此外,一些上海人抱怨说,当局急于美化外滩,把以前住在这里的一些人赶走了。屠启宇表示: "在外滩项目上,我们本可以做得漂亮得多。"
不过,有些问题已经有了解决之道。
新地铁系统明显让人们更方便乘坐公共交通工具,减轻了常常水泄不通的交通拥堵问题,而且正为新居民区创造城市副中心。
在计划开通新地铁站的地方,房地产开发商往往会提前几年进入,这样建成的小区刚开始感觉偏僻,也缺少各种服务设施。
不过,在较早开发的地铁沿线上,已经明显形成了一种模式。比如在一号线南端的莘庄站,已经有一座大型的购物中心,既可以买到基本的生活必需品,也有高档的品牌商品,还有影院。
开发商也吸取了教训――一些新落成的小区刻意宣传起大花园和其它公用区域。
幼儿园和健身房等其它服务设施也流行了起来。
地铁正迅速为新居民区带来城市副中心,部分重现这个城市往昔拥有的社会活力。
译者/杨远
http://www.ftchinese.com/story/001032488
Amid the drumbeats of enthusiastic propaganda for the Expo that have dominated Shanghai in recent months, it has also been possible occasionally to hear a different tune about the city's future.

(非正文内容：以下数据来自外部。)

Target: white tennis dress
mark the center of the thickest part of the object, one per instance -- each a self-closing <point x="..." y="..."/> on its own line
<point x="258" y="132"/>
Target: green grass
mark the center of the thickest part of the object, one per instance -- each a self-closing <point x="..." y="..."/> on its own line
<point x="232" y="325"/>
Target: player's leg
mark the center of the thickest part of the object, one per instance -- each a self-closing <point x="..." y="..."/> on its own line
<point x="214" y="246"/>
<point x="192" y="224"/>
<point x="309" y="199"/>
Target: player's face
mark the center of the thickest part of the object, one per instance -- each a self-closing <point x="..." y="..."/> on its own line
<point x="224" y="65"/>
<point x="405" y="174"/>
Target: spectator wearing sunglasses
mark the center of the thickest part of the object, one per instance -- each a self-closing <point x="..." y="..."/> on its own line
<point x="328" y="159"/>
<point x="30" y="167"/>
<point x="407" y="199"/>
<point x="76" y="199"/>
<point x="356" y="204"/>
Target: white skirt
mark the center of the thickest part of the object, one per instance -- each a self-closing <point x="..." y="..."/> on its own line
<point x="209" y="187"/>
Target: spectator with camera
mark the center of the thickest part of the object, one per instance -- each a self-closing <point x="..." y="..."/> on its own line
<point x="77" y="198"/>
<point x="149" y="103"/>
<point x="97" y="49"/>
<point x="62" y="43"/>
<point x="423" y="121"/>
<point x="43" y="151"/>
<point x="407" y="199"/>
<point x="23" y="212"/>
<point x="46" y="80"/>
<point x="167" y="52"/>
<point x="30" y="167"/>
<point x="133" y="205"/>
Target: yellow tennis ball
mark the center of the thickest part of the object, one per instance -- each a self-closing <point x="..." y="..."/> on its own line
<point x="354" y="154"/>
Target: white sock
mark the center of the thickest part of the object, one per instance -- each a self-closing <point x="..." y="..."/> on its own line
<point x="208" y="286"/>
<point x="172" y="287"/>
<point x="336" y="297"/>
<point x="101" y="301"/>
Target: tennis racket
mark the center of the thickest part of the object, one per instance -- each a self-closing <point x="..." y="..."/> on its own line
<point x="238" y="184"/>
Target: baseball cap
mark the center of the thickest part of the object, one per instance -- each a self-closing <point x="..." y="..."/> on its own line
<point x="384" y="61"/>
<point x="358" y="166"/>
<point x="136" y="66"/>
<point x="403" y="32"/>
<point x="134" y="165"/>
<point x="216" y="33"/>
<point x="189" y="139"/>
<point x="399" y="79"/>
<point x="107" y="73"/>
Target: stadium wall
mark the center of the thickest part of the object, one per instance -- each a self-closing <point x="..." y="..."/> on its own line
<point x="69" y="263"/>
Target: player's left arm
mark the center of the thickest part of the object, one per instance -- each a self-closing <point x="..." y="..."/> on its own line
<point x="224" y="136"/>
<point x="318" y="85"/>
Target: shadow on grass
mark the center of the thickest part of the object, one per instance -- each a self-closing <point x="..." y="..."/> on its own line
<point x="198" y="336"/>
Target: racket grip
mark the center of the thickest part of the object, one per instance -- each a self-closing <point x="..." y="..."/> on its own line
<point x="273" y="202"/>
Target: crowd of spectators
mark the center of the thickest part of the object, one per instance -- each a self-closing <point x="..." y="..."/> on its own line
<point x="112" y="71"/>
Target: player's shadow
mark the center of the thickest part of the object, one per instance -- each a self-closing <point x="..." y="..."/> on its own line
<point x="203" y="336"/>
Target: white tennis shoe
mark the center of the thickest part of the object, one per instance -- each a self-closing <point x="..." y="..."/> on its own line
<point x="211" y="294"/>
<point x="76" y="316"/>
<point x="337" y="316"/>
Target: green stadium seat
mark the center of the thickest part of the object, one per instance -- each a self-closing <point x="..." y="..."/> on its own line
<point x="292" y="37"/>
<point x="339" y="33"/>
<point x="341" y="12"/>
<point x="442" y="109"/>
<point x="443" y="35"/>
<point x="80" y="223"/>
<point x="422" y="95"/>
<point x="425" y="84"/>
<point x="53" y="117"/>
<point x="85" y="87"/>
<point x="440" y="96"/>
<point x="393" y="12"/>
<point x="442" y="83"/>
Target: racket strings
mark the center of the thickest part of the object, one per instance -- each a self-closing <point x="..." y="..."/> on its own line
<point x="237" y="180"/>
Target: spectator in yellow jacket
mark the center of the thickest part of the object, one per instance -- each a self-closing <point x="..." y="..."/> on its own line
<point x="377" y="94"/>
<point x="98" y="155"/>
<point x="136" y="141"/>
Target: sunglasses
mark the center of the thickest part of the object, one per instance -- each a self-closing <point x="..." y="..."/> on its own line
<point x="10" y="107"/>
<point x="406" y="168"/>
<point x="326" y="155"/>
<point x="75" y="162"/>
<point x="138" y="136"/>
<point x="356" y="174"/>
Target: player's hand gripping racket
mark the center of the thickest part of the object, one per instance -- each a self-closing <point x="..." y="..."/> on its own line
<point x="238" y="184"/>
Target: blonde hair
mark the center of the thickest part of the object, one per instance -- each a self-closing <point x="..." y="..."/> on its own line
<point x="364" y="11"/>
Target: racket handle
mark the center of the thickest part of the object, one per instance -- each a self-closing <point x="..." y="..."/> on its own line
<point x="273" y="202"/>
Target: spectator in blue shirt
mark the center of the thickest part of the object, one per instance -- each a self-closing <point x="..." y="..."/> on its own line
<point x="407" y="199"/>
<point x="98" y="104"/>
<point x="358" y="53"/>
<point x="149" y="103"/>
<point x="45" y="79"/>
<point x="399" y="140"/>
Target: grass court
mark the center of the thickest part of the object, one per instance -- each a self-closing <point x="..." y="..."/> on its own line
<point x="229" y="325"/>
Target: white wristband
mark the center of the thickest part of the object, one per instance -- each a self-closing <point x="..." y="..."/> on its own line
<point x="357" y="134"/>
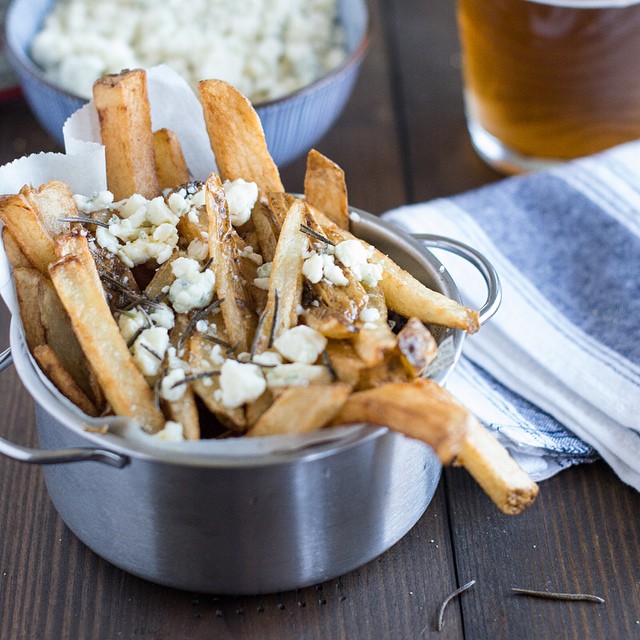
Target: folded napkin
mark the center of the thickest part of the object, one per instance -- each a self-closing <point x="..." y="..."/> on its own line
<point x="556" y="372"/>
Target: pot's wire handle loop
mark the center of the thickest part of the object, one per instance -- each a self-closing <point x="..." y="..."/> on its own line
<point x="478" y="260"/>
<point x="55" y="456"/>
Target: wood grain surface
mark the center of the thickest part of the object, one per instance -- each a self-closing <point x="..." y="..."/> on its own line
<point x="401" y="139"/>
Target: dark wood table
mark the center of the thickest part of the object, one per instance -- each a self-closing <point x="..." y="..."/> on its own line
<point x="401" y="139"/>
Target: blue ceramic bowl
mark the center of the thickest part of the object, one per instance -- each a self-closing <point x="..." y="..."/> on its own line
<point x="292" y="124"/>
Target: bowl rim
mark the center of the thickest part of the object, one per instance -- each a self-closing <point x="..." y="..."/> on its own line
<point x="62" y="411"/>
<point x="21" y="58"/>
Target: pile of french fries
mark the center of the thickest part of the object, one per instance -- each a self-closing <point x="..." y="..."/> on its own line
<point x="76" y="294"/>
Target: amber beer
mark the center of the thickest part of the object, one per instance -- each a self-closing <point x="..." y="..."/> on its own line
<point x="549" y="81"/>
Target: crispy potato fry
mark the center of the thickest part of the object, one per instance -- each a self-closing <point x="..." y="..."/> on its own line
<point x="375" y="339"/>
<point x="171" y="166"/>
<point x="285" y="282"/>
<point x="14" y="253"/>
<point x="236" y="136"/>
<point x="301" y="409"/>
<point x="490" y="464"/>
<point x="239" y="318"/>
<point x="28" y="229"/>
<point x="51" y="366"/>
<point x="417" y="347"/>
<point x="124" y="386"/>
<point x="200" y="351"/>
<point x="420" y="409"/>
<point x="325" y="188"/>
<point x="125" y="127"/>
<point x="406" y="295"/>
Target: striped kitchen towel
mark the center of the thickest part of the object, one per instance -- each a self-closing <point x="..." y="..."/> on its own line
<point x="556" y="373"/>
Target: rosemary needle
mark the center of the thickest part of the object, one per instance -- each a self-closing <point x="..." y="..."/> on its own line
<point x="558" y="596"/>
<point x="448" y="599"/>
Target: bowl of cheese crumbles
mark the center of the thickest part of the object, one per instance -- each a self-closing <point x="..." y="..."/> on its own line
<point x="296" y="60"/>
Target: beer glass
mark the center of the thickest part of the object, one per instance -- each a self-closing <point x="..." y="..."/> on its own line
<point x="549" y="80"/>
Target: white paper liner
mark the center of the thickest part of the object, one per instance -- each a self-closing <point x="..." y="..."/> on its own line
<point x="174" y="106"/>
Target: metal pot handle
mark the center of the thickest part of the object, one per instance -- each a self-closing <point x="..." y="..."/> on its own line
<point x="55" y="456"/>
<point x="486" y="269"/>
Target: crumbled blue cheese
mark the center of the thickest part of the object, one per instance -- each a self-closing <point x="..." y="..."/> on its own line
<point x="354" y="256"/>
<point x="240" y="383"/>
<point x="98" y="201"/>
<point x="149" y="349"/>
<point x="263" y="273"/>
<point x="266" y="48"/>
<point x="301" y="344"/>
<point x="297" y="374"/>
<point x="192" y="288"/>
<point x="171" y="432"/>
<point x="147" y="229"/>
<point x="170" y="387"/>
<point x="241" y="196"/>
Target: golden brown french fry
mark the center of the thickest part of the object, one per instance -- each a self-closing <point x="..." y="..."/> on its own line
<point x="51" y="366"/>
<point x="29" y="228"/>
<point x="417" y="347"/>
<point x="13" y="251"/>
<point x="490" y="464"/>
<point x="375" y="339"/>
<point x="420" y="409"/>
<point x="285" y="282"/>
<point x="325" y="188"/>
<point x="78" y="286"/>
<point x="406" y="295"/>
<point x="301" y="409"/>
<point x="236" y="136"/>
<point x="123" y="109"/>
<point x="239" y="318"/>
<point x="171" y="166"/>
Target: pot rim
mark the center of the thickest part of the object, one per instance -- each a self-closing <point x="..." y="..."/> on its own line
<point x="195" y="453"/>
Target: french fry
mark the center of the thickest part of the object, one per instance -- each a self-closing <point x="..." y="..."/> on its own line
<point x="420" y="409"/>
<point x="171" y="166"/>
<point x="125" y="127"/>
<point x="51" y="366"/>
<point x="325" y="188"/>
<point x="124" y="386"/>
<point x="231" y="288"/>
<point x="490" y="464"/>
<point x="406" y="295"/>
<point x="301" y="409"/>
<point x="14" y="253"/>
<point x="375" y="339"/>
<point x="417" y="347"/>
<point x="236" y="136"/>
<point x="285" y="282"/>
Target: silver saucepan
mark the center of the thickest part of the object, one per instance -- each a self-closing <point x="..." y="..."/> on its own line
<point x="246" y="524"/>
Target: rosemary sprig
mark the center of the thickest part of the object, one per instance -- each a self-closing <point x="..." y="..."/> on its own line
<point x="551" y="595"/>
<point x="317" y="236"/>
<point x="448" y="599"/>
<point x="85" y="220"/>
<point x="196" y="376"/>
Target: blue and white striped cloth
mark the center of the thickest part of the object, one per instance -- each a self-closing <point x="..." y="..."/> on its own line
<point x="556" y="373"/>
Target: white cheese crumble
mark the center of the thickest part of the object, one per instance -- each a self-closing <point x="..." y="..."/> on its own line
<point x="301" y="344"/>
<point x="355" y="256"/>
<point x="265" y="48"/>
<point x="192" y="288"/>
<point x="241" y="196"/>
<point x="169" y="388"/>
<point x="171" y="432"/>
<point x="240" y="383"/>
<point x="297" y="374"/>
<point x="97" y="202"/>
<point x="148" y="350"/>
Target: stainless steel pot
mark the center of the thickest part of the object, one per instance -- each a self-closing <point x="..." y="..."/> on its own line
<point x="246" y="524"/>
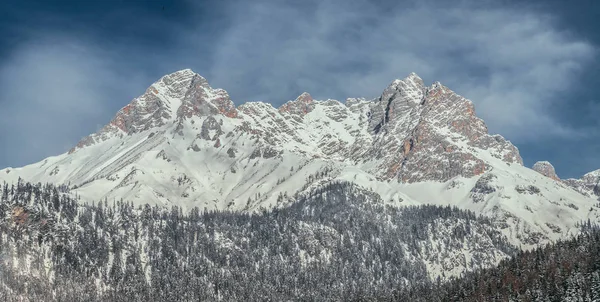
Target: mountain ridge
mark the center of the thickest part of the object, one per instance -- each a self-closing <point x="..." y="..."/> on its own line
<point x="184" y="143"/>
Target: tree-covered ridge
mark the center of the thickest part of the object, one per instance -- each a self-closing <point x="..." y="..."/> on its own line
<point x="335" y="243"/>
<point x="564" y="271"/>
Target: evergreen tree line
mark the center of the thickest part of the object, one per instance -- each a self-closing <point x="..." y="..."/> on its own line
<point x="337" y="243"/>
<point x="564" y="271"/>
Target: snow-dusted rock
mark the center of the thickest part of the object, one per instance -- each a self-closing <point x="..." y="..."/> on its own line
<point x="414" y="144"/>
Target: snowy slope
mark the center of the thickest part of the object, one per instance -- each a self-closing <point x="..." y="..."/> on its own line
<point x="183" y="142"/>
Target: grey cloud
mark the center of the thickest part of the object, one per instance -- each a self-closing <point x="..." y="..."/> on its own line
<point x="510" y="62"/>
<point x="53" y="91"/>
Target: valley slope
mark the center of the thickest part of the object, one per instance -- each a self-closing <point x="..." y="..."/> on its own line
<point x="185" y="143"/>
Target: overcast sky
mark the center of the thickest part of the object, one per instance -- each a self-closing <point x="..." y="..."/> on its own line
<point x="532" y="70"/>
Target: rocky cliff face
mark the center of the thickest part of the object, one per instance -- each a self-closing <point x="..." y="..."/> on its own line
<point x="588" y="185"/>
<point x="183" y="142"/>
<point x="545" y="168"/>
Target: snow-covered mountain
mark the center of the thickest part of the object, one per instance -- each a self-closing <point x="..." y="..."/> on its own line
<point x="183" y="142"/>
<point x="588" y="185"/>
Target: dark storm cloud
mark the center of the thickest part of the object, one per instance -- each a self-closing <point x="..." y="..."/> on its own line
<point x="61" y="82"/>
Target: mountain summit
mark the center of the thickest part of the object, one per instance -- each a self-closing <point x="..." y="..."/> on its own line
<point x="183" y="142"/>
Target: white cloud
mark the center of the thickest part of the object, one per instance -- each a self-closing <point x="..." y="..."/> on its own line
<point x="511" y="62"/>
<point x="54" y="91"/>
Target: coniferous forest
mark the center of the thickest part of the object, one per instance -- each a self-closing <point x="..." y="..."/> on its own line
<point x="336" y="243"/>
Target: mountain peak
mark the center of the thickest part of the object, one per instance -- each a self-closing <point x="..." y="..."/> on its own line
<point x="545" y="168"/>
<point x="302" y="105"/>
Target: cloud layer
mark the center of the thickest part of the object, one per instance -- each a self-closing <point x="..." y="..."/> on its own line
<point x="510" y="62"/>
<point x="515" y="64"/>
<point x="53" y="92"/>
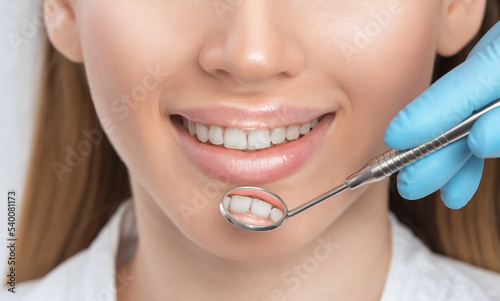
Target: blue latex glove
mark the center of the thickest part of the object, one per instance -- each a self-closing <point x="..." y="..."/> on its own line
<point x="457" y="168"/>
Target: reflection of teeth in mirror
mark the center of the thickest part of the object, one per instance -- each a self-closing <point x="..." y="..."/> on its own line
<point x="257" y="207"/>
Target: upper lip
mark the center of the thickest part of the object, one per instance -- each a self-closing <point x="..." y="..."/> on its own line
<point x="252" y="118"/>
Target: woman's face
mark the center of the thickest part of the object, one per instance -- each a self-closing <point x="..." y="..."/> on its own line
<point x="252" y="65"/>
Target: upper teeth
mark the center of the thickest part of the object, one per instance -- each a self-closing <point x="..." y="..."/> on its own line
<point x="235" y="138"/>
<point x="257" y="207"/>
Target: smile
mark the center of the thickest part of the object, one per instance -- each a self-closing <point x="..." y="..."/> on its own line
<point x="235" y="138"/>
<point x="251" y="146"/>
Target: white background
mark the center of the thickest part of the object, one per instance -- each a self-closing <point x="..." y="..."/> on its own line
<point x="20" y="67"/>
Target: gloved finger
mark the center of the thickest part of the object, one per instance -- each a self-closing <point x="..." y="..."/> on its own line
<point x="450" y="100"/>
<point x="432" y="172"/>
<point x="484" y="137"/>
<point x="460" y="189"/>
<point x="486" y="39"/>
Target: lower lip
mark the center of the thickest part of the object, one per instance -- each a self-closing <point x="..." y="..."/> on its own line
<point x="257" y="167"/>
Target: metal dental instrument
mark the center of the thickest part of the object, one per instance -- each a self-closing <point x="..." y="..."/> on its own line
<point x="375" y="170"/>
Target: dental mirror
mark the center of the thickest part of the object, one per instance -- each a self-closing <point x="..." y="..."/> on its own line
<point x="258" y="209"/>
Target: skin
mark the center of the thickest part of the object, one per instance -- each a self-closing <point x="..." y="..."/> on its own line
<point x="319" y="54"/>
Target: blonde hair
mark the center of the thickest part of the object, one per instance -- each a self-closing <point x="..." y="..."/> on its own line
<point x="63" y="212"/>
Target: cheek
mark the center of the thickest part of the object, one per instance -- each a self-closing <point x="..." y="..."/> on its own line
<point x="130" y="61"/>
<point x="387" y="65"/>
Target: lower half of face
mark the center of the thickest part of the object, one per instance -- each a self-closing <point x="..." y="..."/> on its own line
<point x="231" y="70"/>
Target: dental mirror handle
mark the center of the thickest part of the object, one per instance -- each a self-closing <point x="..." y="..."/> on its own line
<point x="388" y="163"/>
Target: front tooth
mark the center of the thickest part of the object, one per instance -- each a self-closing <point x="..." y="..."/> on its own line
<point x="235" y="138"/>
<point x="305" y="128"/>
<point x="202" y="132"/>
<point x="225" y="202"/>
<point x="259" y="139"/>
<point x="260" y="208"/>
<point x="276" y="214"/>
<point x="278" y="135"/>
<point x="293" y="132"/>
<point x="192" y="128"/>
<point x="240" y="204"/>
<point x="216" y="135"/>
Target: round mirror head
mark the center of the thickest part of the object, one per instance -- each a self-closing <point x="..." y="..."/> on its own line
<point x="253" y="208"/>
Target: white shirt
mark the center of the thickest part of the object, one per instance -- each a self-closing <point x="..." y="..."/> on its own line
<point x="415" y="273"/>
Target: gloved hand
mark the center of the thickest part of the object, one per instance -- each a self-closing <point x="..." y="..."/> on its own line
<point x="457" y="168"/>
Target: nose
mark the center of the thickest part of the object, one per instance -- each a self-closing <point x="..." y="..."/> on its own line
<point x="252" y="48"/>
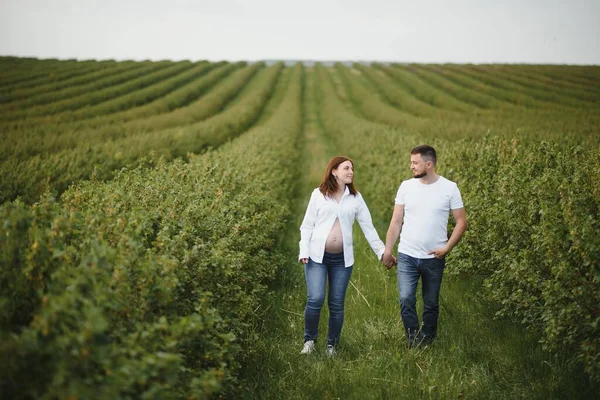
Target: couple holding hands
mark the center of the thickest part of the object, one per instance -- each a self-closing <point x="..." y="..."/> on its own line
<point x="420" y="220"/>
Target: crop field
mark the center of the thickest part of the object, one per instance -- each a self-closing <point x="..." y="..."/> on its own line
<point x="150" y="217"/>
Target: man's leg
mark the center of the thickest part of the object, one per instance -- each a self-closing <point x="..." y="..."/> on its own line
<point x="432" y="270"/>
<point x="408" y="277"/>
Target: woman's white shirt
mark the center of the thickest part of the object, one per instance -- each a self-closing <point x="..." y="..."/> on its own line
<point x="320" y="217"/>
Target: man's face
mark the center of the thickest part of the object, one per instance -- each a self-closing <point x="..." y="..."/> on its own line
<point x="418" y="166"/>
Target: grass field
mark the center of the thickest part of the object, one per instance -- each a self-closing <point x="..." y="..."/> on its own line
<point x="151" y="216"/>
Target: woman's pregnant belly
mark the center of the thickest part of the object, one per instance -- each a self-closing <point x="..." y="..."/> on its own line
<point x="335" y="243"/>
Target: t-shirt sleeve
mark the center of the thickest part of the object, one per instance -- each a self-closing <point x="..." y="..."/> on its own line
<point x="400" y="194"/>
<point x="456" y="199"/>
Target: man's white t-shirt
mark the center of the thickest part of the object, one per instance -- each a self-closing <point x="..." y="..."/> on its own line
<point x="426" y="211"/>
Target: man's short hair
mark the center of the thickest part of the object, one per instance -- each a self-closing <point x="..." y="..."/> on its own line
<point x="426" y="152"/>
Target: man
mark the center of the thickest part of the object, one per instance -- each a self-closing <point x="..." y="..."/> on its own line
<point x="421" y="215"/>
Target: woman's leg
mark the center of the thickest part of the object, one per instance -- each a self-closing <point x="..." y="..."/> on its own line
<point x="316" y="276"/>
<point x="339" y="277"/>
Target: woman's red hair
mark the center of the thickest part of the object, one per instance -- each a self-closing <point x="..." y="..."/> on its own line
<point x="329" y="185"/>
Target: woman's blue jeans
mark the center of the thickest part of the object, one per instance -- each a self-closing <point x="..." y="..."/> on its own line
<point x="430" y="270"/>
<point x="317" y="275"/>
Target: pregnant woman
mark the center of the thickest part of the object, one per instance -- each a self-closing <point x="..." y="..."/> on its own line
<point x="326" y="248"/>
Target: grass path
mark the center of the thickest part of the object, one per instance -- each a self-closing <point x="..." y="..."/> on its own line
<point x="474" y="356"/>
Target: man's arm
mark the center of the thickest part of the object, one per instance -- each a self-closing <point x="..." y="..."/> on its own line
<point x="392" y="235"/>
<point x="460" y="216"/>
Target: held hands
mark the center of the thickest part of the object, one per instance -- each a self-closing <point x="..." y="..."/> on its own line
<point x="440" y="252"/>
<point x="388" y="260"/>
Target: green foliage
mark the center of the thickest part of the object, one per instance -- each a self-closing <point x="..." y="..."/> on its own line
<point x="146" y="286"/>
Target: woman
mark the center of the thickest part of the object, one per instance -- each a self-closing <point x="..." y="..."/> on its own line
<point x="326" y="248"/>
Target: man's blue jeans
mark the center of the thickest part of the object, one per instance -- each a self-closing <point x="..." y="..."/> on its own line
<point x="430" y="270"/>
<point x="316" y="275"/>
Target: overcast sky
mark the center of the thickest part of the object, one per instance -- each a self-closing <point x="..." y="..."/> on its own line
<point x="460" y="31"/>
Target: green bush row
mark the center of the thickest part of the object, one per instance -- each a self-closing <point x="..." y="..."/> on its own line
<point x="65" y="88"/>
<point x="424" y="91"/>
<point x="40" y="73"/>
<point x="30" y="178"/>
<point x="533" y="213"/>
<point x="146" y="286"/>
<point x="26" y="142"/>
<point x="137" y="79"/>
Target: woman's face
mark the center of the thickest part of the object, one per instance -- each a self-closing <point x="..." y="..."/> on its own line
<point x="344" y="173"/>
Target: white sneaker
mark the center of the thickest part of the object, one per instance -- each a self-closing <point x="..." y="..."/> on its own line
<point x="330" y="350"/>
<point x="309" y="346"/>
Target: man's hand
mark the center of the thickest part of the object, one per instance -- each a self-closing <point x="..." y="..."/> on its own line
<point x="388" y="260"/>
<point x="440" y="252"/>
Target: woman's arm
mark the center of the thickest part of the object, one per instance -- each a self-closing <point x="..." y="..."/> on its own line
<point x="306" y="228"/>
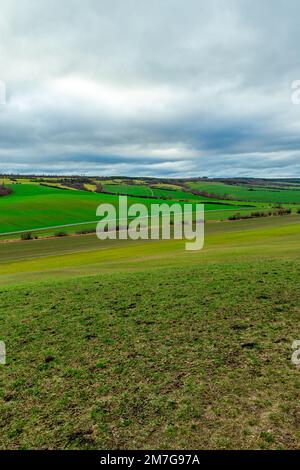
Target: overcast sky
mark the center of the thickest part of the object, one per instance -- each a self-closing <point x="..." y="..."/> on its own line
<point x="150" y="87"/>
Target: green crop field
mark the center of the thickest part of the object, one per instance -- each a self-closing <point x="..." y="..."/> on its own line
<point x="123" y="344"/>
<point x="33" y="206"/>
<point x="250" y="193"/>
<point x="195" y="354"/>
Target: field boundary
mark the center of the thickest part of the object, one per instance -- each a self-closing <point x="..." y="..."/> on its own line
<point x="96" y="221"/>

A couple of months ago, a gallery launched an exhibition that sought to have some playful (and sometimes not so playful) fun at the expense of the event.
One sculpture was made from the household goods sold by street vendors who have been cleared from the city centre for the duration of the Expo, while the centerpiece was called "Bubble city, Bubble Life" by Chen Hangfeng, a large cage with a machine inside. At regular intervals, the machine spewed out soapy bubbles that floated around inside the cage until they hit the wire and burst. "Bubbles are light and colourful and full of fun," says Mr Chen. "But, like the utopian ideas that surround the Expo, they are also fragile and easy to pop."
All of this might be dismissed as artistic conceit except that, behind all the official bluster about progress, the Expo has also prompted a lot of thinking about the helter-skelter modernisation that the city has undergone. Is it really, as the breezy government slogan suggests, a "Better City, Better Life"?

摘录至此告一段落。